Together Mansen and Doe will have to untangle the mystery surrounding them and Sapphire Lake if they ever want to live free. But are they ready for what they’re about to face. Thrills, spills, and… tails?
Main Tropes
- Mermaids
- Small Town Romance
- Viking Romance
Read Chapter One
Read Chapter One
It was time. Once again, it was time.
Mansen of Ragalen felt the call of the moon above him and the song of the jewels buried deep in the bottom of Sapphire Lake. And the glimmering lights of the Aurora. Together, their pull was irresistible, a powerful chain jerking him out of the deep slumber he’d committed to.
There was a time when the change excited him. The idea of waking and moving from the water to the land. The process of his body becoming fully human again. His fins pulling away to become legs again. The mere chance that he might find his mate and break the curse put upon him and his people… it used to strengthen him and give him hope. Made him feel fierce again, like the battle-ready warrior he used to be.

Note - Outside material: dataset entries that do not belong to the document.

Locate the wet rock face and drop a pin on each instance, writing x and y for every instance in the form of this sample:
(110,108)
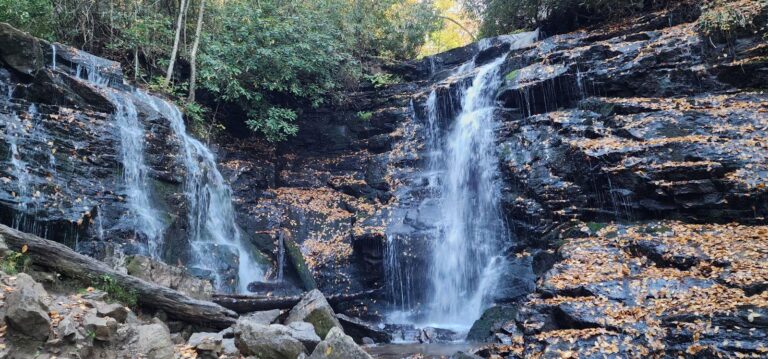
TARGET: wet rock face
(660,288)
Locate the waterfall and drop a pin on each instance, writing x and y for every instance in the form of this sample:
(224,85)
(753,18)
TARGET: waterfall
(467,256)
(143,216)
(53,57)
(213,231)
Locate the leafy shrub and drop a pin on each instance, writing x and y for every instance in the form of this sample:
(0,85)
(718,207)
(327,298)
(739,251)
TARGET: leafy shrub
(365,115)
(382,79)
(15,262)
(725,19)
(115,291)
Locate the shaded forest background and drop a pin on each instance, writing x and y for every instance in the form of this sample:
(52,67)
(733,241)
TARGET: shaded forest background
(273,59)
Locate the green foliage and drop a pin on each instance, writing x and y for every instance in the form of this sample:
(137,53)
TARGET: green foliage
(512,75)
(15,262)
(728,18)
(34,16)
(595,227)
(365,115)
(115,291)
(507,16)
(382,79)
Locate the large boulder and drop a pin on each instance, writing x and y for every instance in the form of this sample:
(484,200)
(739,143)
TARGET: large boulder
(25,309)
(338,345)
(153,341)
(314,309)
(305,333)
(169,276)
(359,329)
(20,51)
(266,341)
(102,329)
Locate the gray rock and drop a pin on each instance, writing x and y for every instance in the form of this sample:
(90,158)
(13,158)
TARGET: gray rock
(266,317)
(207,345)
(338,345)
(67,330)
(20,51)
(305,333)
(102,329)
(206,341)
(359,329)
(314,309)
(154,341)
(229,348)
(266,341)
(114,310)
(169,276)
(25,309)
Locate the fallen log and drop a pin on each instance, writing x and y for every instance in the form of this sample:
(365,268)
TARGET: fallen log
(60,258)
(241,303)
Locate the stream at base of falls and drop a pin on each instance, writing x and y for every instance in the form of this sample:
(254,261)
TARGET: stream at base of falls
(469,234)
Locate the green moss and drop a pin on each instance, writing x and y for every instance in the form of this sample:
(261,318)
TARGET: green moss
(365,115)
(15,262)
(322,322)
(512,75)
(115,291)
(299,265)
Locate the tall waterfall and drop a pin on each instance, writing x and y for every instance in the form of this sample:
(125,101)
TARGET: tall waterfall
(467,255)
(143,217)
(213,231)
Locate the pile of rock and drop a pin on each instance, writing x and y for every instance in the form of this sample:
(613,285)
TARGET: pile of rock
(310,328)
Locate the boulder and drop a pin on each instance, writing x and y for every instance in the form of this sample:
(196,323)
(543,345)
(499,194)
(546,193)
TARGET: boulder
(154,341)
(491,320)
(169,276)
(25,309)
(113,310)
(264,317)
(266,341)
(20,51)
(314,309)
(359,330)
(102,329)
(207,345)
(305,333)
(338,345)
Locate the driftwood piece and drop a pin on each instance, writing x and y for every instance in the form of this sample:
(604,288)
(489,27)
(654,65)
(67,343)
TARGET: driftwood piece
(60,258)
(250,303)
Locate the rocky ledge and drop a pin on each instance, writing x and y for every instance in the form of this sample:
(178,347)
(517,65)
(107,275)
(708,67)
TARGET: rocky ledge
(659,289)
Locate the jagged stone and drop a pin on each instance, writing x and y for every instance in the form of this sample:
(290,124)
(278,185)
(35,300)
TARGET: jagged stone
(338,345)
(26,311)
(314,309)
(267,341)
(102,329)
(113,310)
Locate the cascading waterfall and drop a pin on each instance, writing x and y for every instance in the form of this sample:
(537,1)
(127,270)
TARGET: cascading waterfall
(143,217)
(211,214)
(463,174)
(472,228)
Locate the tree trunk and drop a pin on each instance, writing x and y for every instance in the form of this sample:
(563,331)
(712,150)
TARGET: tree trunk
(175,50)
(249,303)
(193,54)
(60,258)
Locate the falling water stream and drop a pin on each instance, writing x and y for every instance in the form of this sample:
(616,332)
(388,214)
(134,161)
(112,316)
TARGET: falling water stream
(213,233)
(463,177)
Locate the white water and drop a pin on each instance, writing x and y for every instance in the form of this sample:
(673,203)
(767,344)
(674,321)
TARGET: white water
(467,256)
(143,218)
(211,214)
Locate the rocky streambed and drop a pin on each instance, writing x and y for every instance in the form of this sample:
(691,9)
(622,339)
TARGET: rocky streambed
(632,170)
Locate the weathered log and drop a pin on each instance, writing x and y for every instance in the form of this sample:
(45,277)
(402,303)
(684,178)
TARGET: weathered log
(60,258)
(250,303)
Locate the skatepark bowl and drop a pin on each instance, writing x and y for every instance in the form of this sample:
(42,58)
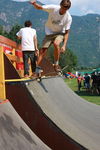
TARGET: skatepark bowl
(46,115)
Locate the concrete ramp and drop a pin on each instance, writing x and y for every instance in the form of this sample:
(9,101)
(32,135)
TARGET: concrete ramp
(60,118)
(77,118)
(14,133)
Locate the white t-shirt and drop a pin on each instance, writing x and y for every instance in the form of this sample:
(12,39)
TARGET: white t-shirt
(27,35)
(56,23)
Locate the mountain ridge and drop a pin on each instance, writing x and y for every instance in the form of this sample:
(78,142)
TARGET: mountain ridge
(84,34)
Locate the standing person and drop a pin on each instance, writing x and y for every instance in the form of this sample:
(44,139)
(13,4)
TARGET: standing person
(87,81)
(57,29)
(79,81)
(29,47)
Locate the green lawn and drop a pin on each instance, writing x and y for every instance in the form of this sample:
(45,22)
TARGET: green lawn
(94,98)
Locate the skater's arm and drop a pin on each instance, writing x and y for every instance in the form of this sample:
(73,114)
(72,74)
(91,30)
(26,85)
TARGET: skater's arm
(63,48)
(36,5)
(36,46)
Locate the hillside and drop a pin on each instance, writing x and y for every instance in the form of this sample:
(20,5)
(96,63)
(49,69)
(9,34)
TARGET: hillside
(84,35)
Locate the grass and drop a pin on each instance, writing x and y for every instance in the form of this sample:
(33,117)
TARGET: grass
(94,98)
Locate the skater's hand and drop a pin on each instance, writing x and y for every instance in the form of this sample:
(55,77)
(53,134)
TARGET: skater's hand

Now? Now the change just bored him.
It was an endless cycle he couldn’t escape from.
Three eager days of living as a human, searching desperately for the female meant for him. The one who would bring him out of the despairing lake for good. The one who could see his glamour mark. The one nobody else could see, that marked him as an ancient Merman.
The female that he could love forever and make a home with.
A home that wasn’t a watery place where he slept most of his lifetime away.
A real home. With a bed and a fireplace to keep them warm. Where they could eat meals together and eventually raise children together.
Three days of hope before he was pulled back to the lake by that same moon cycle, that same song of the jewels. The same Aurora lights. Back to his watery rest to waste away until the next full moon.
After centuries, Mansen didn’t love the feel of the change anymore.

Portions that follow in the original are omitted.